Who gave the concept of false memory?

In 1974, Elizabeth Loftus and John Palmer conducted a study to investigate the effects of language on the development of false memory. The experiment involved two separate studies.

What did Elizabeth Loftus believe?

Loftus believed that eyewitness testimony by itself should not be enough to convict a person. Although these studies focused on automobile accidents, the results were applicable to a broad range of complex events.

What is Loftus theory?

LOFTUS: When you feed people misinformation about some experience that they may have had, you can distort or contaminate or change their memory. Misinformation is everywhere. We get misinformation not only if we're questioned in a leading way.
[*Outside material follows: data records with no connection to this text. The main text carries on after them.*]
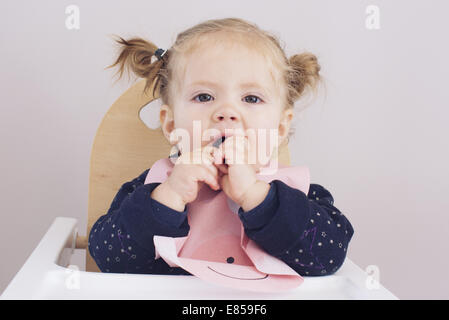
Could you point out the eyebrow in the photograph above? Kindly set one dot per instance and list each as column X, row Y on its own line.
column 242, row 85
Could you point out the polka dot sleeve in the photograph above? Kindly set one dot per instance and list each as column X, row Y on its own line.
column 307, row 232
column 121, row 241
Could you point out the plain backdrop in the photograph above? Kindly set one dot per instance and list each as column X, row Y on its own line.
column 375, row 137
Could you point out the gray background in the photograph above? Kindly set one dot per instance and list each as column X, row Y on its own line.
column 376, row 137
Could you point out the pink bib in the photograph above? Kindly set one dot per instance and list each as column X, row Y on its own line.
column 217, row 249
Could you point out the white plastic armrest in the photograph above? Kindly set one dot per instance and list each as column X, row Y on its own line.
column 52, row 252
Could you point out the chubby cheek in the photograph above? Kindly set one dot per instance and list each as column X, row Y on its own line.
column 189, row 128
column 263, row 140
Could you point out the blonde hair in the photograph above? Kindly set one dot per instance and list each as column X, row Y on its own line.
column 298, row 74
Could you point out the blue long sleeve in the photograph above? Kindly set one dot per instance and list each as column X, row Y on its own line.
column 121, row 241
column 306, row 232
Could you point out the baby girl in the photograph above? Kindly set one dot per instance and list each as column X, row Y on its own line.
column 208, row 77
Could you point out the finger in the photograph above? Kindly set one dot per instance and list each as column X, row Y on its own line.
column 206, row 176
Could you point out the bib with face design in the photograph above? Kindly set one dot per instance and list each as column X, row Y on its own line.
column 217, row 249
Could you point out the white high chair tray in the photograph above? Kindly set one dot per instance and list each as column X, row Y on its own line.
column 45, row 275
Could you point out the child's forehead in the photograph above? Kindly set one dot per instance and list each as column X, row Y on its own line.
column 215, row 66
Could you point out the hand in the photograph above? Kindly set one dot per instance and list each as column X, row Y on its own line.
column 237, row 177
column 191, row 171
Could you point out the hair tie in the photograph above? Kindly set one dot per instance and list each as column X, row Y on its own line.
column 160, row 53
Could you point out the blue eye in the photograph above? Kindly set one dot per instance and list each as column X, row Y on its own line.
column 252, row 99
column 202, row 95
column 203, row 98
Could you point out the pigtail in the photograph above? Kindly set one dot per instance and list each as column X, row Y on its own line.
column 137, row 55
column 303, row 74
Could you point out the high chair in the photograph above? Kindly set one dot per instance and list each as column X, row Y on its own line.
column 123, row 148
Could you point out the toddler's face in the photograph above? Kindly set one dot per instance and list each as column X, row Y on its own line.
column 227, row 89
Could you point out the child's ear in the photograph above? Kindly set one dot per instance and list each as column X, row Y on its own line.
column 167, row 120
column 284, row 124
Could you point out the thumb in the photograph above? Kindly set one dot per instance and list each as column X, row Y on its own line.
column 224, row 183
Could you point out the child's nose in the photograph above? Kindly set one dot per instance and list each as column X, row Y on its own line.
column 226, row 115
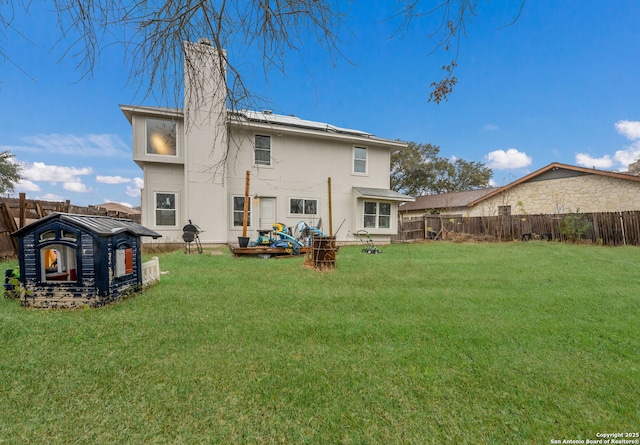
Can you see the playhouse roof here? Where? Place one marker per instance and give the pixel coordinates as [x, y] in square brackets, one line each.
[99, 225]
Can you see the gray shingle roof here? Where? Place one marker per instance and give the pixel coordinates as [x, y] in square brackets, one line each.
[374, 193]
[446, 200]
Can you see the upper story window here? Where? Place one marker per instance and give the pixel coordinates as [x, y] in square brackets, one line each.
[359, 160]
[299, 206]
[238, 211]
[262, 150]
[166, 209]
[161, 137]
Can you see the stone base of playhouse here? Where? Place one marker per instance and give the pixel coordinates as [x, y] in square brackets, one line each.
[70, 301]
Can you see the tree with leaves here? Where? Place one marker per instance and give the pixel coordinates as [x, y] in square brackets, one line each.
[10, 172]
[419, 170]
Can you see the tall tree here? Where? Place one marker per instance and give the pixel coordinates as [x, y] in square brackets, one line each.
[10, 172]
[419, 170]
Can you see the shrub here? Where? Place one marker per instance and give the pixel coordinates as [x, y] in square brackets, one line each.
[575, 226]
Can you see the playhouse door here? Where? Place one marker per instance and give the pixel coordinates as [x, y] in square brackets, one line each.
[267, 212]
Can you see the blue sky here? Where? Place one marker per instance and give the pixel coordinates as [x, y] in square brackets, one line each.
[560, 85]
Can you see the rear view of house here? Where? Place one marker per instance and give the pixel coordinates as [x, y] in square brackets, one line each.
[195, 162]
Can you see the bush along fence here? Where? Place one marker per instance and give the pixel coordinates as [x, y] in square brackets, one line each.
[18, 212]
[610, 229]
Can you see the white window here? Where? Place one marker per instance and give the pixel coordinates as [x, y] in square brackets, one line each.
[262, 150]
[377, 215]
[166, 209]
[238, 211]
[161, 137]
[359, 160]
[302, 206]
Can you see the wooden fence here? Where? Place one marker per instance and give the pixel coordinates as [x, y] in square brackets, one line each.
[18, 212]
[610, 229]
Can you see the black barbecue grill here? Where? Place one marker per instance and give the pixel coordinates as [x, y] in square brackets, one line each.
[189, 235]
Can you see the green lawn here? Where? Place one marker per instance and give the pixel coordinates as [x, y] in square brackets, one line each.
[515, 343]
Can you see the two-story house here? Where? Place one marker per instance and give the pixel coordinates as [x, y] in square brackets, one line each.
[195, 162]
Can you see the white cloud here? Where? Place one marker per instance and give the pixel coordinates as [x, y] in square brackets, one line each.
[629, 129]
[138, 182]
[77, 187]
[512, 158]
[112, 179]
[629, 155]
[51, 197]
[134, 192]
[25, 186]
[586, 160]
[70, 177]
[39, 171]
[102, 145]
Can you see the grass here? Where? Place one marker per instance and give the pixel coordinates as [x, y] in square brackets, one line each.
[426, 343]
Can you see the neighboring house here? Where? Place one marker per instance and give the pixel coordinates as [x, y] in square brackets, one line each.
[194, 162]
[450, 204]
[554, 189]
[68, 260]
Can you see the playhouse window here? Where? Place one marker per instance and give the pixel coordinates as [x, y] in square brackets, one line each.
[263, 150]
[238, 211]
[49, 234]
[69, 235]
[377, 215]
[165, 209]
[58, 263]
[299, 206]
[161, 137]
[124, 261]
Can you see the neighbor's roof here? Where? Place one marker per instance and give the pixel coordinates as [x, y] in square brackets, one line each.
[99, 225]
[373, 193]
[445, 200]
[115, 207]
[556, 170]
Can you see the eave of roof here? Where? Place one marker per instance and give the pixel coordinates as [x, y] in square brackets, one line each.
[375, 193]
[266, 120]
[555, 166]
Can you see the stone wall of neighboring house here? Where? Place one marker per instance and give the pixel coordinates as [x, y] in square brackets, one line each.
[587, 193]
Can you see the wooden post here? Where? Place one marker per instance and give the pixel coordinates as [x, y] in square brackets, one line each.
[23, 209]
[10, 223]
[330, 209]
[245, 216]
[40, 209]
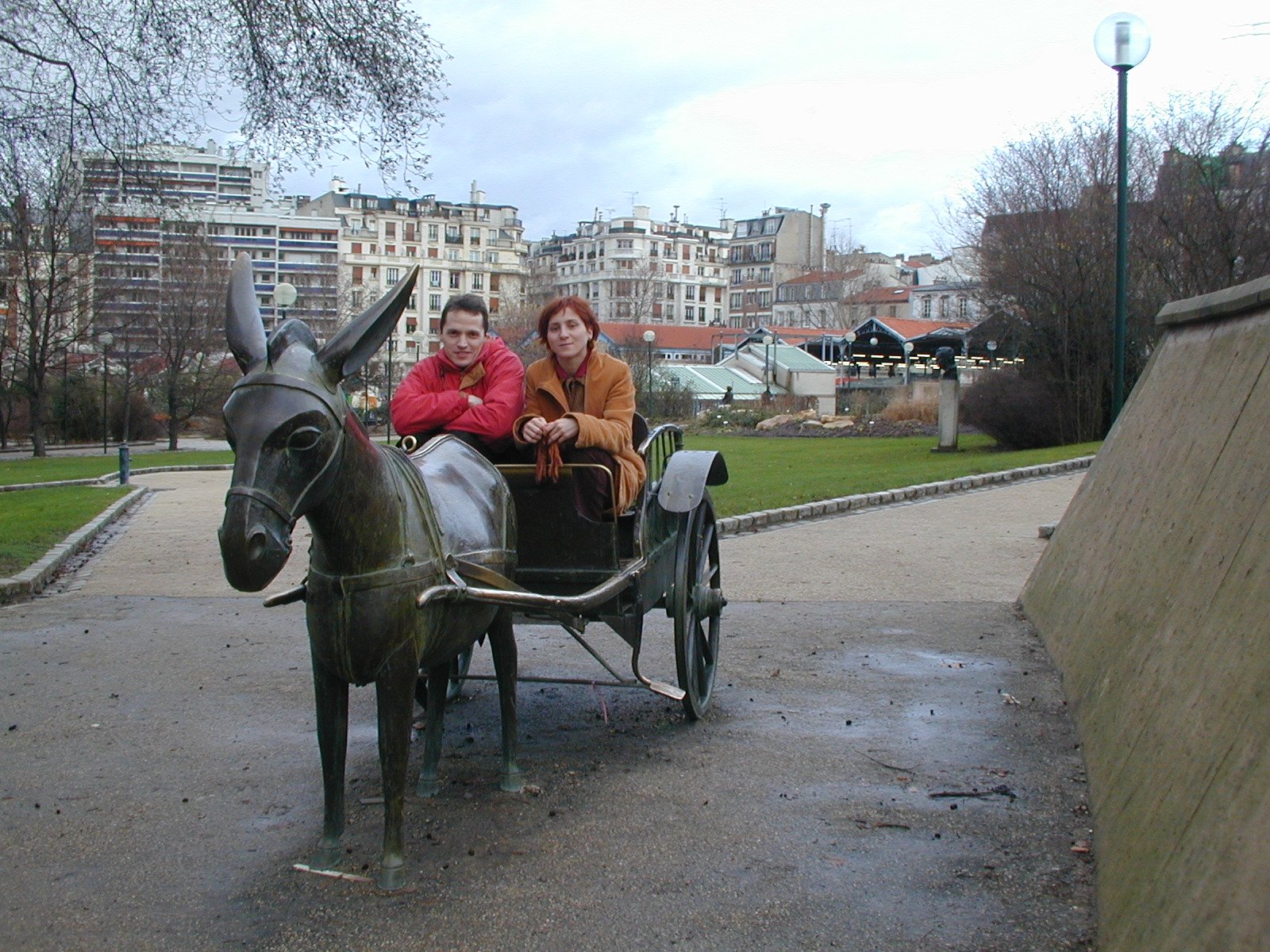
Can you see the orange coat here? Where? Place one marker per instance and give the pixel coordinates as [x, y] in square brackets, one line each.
[606, 424]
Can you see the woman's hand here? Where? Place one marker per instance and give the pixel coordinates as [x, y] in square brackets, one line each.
[533, 429]
[559, 431]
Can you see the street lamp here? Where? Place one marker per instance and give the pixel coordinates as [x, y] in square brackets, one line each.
[105, 340]
[283, 296]
[768, 361]
[1122, 41]
[649, 336]
[389, 403]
What did Freud say about false memories?

Freud subsequently repudiated the notion that these events had literally occurred. He eventually concluded that the reported “seduction” was the manifestation of imagination and fantasy related to latent infantile sexuality rather than the repressed memory of an actual event.

How did Loftus interpret false memories?

Answer and Explanation: The correct solution to this problem is provided C: we accept subsequent misinformation as being correct, and this information becomes part of our memory for the original event.

What theory did Loftus and Palmer use?

Loftus and Palmer (1974) Study. Aim: To test their hypothesis that the language used in eyewitness testimony can alter memory.

What is the Loftus and Palmer study?

Loftus and Palmer aimed to show that leading questions could distort EWT accounts via the cues provided in the question. To test this hypothesis, Loftus and Palmer asked people to estimate the speed of motor vehicles using different forms of questions after they had observed a car accident.

What did George Miller do for psychology?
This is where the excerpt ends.